A few weeks back an article by Harsh Mander on the secular politics of Congress unraveled a debate on secularism. The debates highlighted the plight of Muslims in the current polarized environment and how one could come out of this communal bind through liberal politics. As we know one can keep going around in circles without coming to any concrete conclusion on secularism and identity politics.

It was around this time that Ram Navami clashes unfolded in Bengal. Despite repeated warining the BJP carried out its march in Purulia district which led to causalities. It has left the TMC top brass rattled which is evident in the panchayat poll violence that TMC goons have unleashed in order to prevent opposition parties (namely BJP) from filing their nominations. Mamata Banerjee in a quick move to appease Hindus has also announced that Hindu priests would also get an allowance of Rs 1000 every month just like their fellow Maulanas. Clearly, Didi is worried. But she also tells us the nature of secular politics today – Hindu appeasement!

While the Congress seeks the erasure of the Muslim identity by ignoring the minority (unless theres a brutal rape or lynching – which hardly speaks volumes about secular politics), the BJP seeks erasure by through terror tactics and Hindu bravado.
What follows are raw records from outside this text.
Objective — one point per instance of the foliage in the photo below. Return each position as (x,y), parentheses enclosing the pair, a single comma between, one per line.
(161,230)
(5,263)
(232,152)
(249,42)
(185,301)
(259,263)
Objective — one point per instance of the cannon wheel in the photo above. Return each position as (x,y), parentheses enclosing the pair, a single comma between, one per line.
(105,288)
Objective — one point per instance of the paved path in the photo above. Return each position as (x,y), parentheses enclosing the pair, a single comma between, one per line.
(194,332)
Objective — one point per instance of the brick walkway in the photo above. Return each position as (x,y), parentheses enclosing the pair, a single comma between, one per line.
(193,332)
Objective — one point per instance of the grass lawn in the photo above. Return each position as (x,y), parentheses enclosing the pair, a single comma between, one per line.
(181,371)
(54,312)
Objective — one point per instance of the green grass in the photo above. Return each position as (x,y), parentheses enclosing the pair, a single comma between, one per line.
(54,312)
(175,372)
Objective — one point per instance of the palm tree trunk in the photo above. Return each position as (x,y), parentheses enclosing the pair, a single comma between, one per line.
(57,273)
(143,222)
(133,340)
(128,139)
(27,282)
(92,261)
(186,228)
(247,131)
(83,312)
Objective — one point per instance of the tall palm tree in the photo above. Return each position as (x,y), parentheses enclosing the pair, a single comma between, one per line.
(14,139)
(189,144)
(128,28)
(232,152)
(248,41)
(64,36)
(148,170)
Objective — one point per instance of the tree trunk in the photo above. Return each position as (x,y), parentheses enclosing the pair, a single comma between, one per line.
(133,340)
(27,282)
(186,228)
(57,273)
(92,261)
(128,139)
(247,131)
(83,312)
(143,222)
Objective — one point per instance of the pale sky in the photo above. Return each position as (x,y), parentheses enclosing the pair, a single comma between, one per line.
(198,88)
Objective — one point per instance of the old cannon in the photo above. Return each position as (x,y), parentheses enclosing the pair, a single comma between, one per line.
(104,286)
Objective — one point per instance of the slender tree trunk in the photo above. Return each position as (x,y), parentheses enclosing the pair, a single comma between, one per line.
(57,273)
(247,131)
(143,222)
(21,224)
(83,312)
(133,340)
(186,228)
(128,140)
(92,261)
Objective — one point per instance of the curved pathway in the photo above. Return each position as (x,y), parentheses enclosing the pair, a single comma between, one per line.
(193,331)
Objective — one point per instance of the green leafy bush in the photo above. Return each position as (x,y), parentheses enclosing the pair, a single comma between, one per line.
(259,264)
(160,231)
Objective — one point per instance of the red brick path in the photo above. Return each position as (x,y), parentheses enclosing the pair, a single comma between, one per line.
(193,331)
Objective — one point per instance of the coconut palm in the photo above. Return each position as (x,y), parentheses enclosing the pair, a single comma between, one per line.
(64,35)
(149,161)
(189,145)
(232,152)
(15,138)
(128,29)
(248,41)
Congress President Rahul Gandhi did a temple run just before the Gujarat elections appeasing the ‘secular’ Hindu sentiments. But his party will not speak of the Sachar committee report findings initiated by their own government. The common Muslim might be forced to erase his own markers of Muslimness in the current environment, something that Mander has spoken of. But can we as a community afford this social, political erasure of the Muslim? This erasure of identity is forced and does not come from within the community as Guha hopes. This type of erasure/ neglect is only harmful. One cannot believe this willingness to become the abstract individual is a position of power in the current circumstance where the emergence of the radical Hindu is getting more and more concretized in the public space.
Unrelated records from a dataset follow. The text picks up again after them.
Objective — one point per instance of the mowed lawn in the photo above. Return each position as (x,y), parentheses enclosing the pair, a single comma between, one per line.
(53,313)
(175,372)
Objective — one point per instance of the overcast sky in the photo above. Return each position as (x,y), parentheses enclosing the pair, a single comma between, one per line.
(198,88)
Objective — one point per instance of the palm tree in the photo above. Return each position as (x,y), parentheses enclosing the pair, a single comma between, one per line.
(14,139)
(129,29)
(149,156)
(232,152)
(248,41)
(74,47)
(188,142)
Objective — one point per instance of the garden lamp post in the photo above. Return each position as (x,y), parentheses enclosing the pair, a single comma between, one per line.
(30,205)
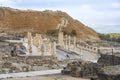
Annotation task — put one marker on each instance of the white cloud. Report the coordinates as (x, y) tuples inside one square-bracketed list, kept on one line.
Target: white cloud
[(6, 2), (9, 2)]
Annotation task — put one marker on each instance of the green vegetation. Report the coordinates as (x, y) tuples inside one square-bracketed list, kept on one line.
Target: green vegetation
[(110, 37)]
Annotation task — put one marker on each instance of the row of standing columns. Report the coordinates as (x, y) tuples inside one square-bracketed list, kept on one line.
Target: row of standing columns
[(37, 45), (70, 43)]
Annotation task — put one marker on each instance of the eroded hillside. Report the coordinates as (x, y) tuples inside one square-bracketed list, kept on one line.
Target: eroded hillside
[(13, 20)]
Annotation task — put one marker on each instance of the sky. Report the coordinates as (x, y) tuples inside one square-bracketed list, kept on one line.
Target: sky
[(101, 15)]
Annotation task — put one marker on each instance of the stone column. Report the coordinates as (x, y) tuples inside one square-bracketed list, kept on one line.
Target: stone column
[(29, 37), (54, 48), (69, 42), (74, 42), (60, 39), (66, 42)]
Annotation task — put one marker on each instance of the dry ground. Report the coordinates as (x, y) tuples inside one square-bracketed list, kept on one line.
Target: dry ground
[(48, 77)]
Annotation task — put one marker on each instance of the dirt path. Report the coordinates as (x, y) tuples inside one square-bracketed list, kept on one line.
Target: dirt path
[(48, 77)]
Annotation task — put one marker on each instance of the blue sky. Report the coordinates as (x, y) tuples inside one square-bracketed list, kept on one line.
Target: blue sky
[(101, 15)]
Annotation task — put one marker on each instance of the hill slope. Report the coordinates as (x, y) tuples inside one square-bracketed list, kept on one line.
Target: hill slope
[(13, 20)]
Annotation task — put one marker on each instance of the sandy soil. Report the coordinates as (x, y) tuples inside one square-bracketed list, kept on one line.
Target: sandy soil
[(48, 77)]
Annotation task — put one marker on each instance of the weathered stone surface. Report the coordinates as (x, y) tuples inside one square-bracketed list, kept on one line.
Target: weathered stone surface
[(109, 73), (81, 69), (108, 60)]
Politics that revolves around polarizing two communities will never entirely wish away the Other unless there is a larger motive. The motive being the usual cover-up for the failure of the political party etc. Congress hurriedly hanged Afzal Guru in 2013 in an unsuccessful attempt to assuage the feelings of the Hindu in the General Elections of 2014. BJP conducted risky surgical strikes to cover up the military failure to preempt the Uri attack despite repeated warnings. The consequences of the attacks and retaliatory ones were heavy on soldiers on both sides but the BJP considers this as a victory. The Muslim is the punching bag any time an internal threat arises. The BJP needs Muslims to keep Congress in check. Having reduced secular politics to a mere notinmyname event, the erasure of the Muslim in any meaningful existence is near complete. Secular politics too is leading to a slow erasure of the Muslim.
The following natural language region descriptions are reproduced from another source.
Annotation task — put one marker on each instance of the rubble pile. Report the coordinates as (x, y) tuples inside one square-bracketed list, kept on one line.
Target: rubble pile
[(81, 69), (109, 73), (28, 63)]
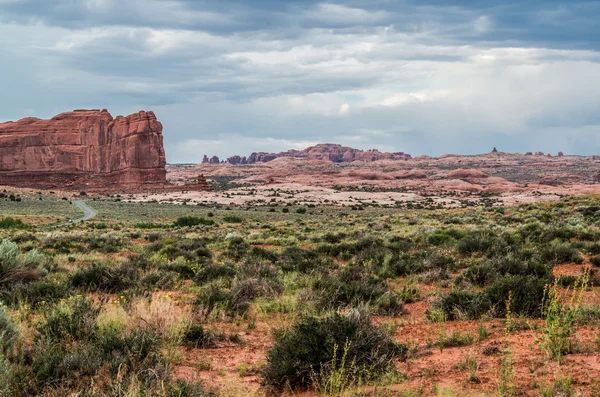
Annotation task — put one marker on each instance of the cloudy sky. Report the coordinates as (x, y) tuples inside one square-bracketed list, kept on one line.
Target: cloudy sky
[(231, 76)]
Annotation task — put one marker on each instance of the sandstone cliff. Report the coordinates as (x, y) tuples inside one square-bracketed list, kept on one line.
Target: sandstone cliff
[(326, 151), (83, 149)]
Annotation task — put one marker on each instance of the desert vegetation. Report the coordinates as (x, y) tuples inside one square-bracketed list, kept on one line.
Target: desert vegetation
[(151, 299)]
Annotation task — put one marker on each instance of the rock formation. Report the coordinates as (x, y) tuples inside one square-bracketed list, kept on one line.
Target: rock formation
[(202, 183), (327, 152), (83, 149), (237, 160)]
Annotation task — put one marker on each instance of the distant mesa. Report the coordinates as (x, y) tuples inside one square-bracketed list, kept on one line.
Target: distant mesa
[(325, 152), (202, 183), (84, 149), (466, 174)]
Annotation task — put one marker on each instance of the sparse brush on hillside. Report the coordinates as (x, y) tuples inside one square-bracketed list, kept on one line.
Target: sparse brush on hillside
[(16, 267)]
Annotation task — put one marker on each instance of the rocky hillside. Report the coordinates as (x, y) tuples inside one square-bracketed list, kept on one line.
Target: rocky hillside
[(83, 149), (326, 151)]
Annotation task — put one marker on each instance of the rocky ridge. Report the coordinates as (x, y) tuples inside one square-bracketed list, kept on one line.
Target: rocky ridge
[(83, 149)]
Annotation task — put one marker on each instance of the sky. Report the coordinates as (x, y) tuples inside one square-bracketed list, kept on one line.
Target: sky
[(233, 77)]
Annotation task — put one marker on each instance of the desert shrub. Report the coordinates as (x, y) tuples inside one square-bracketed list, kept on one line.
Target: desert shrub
[(237, 299), (460, 304), (186, 270), (493, 268), (150, 225), (134, 351), (261, 253), (12, 223), (44, 290), (440, 237), (593, 249), (16, 267), (595, 260), (311, 343), (161, 280), (558, 253), (334, 238), (214, 296), (100, 277), (192, 221), (476, 242), (213, 271), (243, 292), (74, 318), (180, 388), (294, 259), (107, 243), (8, 331), (527, 295), (237, 248), (354, 286), (232, 219)]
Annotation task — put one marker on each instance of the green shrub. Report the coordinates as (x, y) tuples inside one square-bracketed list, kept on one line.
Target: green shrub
[(213, 271), (232, 219), (300, 352), (527, 295), (12, 223), (192, 221), (19, 268), (527, 291), (100, 277), (73, 318), (558, 253), (8, 332)]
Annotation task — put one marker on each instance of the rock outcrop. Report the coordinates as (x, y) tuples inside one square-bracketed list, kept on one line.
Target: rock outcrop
[(325, 152), (202, 183), (83, 149)]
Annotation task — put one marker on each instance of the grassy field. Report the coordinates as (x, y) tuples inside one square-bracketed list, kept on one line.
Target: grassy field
[(172, 300), (48, 208)]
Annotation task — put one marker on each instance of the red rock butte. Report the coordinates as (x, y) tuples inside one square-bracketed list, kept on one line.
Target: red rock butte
[(83, 149)]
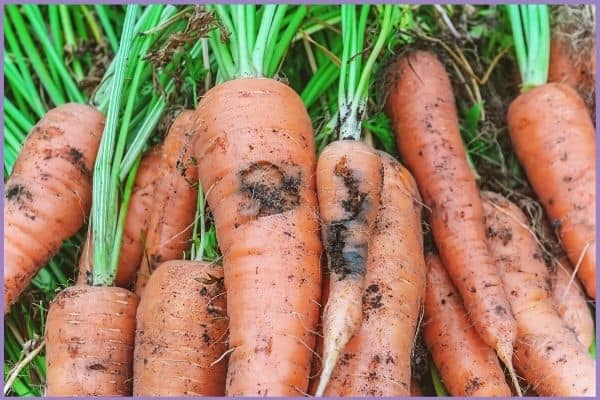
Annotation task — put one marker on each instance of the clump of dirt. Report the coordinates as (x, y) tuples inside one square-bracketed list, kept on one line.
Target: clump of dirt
[(269, 189), (17, 193)]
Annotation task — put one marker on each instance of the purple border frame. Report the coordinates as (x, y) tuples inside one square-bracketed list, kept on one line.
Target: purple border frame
[(179, 2)]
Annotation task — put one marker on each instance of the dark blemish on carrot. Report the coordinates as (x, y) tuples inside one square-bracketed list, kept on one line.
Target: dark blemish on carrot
[(472, 385), (97, 367), (17, 193), (270, 191)]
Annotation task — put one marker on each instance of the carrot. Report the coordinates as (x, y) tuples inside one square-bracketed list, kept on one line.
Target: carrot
[(556, 149), (349, 180), (573, 50), (48, 195), (181, 332), (90, 335), (467, 365), (174, 203), (423, 112), (547, 353), (564, 143), (136, 223), (571, 301), (376, 361), (259, 178), (258, 172)]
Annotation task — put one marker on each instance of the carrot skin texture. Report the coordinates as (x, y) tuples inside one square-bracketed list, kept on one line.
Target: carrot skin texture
[(136, 223), (175, 198), (564, 66), (376, 361), (563, 142), (572, 304), (48, 195), (547, 354), (258, 173), (349, 179), (181, 330), (90, 333), (467, 366), (423, 111)]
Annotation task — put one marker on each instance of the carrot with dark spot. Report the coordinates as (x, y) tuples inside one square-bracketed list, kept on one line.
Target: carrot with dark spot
[(467, 366), (48, 195), (423, 112), (547, 354), (349, 180), (377, 360)]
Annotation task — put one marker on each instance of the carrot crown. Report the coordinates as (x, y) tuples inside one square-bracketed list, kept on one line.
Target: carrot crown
[(531, 35), (354, 75), (257, 38)]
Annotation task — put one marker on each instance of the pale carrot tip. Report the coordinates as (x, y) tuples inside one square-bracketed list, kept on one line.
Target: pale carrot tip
[(505, 355), (328, 365)]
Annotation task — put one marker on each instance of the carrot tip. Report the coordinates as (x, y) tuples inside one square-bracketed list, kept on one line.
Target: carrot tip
[(505, 355)]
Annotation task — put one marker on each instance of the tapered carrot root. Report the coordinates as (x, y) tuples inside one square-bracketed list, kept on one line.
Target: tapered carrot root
[(376, 361), (547, 353), (136, 223), (423, 112), (90, 334), (259, 176), (48, 195), (557, 151), (181, 332), (571, 301), (175, 199), (349, 180), (467, 366)]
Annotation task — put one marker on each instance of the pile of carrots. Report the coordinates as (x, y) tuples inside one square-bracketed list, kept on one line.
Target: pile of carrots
[(325, 279)]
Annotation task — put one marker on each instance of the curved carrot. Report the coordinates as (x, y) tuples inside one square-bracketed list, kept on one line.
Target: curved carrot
[(547, 353), (90, 334), (423, 112), (571, 301), (349, 178), (175, 200), (258, 171), (181, 332), (376, 361), (467, 365), (557, 151), (136, 223), (48, 195)]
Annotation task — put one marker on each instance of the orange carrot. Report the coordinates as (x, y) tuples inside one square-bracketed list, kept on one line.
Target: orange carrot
[(376, 361), (349, 178), (423, 112), (557, 151), (174, 204), (258, 173), (90, 334), (571, 301), (181, 332), (547, 353), (467, 366), (48, 195), (136, 223)]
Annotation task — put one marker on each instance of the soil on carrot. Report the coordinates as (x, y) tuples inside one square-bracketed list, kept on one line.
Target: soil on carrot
[(269, 189), (347, 262)]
Protest marches have come to represent the buying of one’s conscience for the time-being. Do we as Hindus even care about the ideals upon which this country rests? Or are we only interested in harking back to ancient glory when we discovered the rocket and the internet? The quiet condemnation of polarization that came for Amit Saxena’s father is a beacon of hope. Secular Hindus must strive hard to desist polarization. Question the saffronizing of history and cross check facts and ‘statistics’. Cross check news before believing it. Get to the root of the problem which is political lack of will in addressing the economic issues; the lack of jobs and the rising costs. Lastly, ask yourself and others, what are the risks involved in wearing a skull cap or a burkha in public today? Would you dare?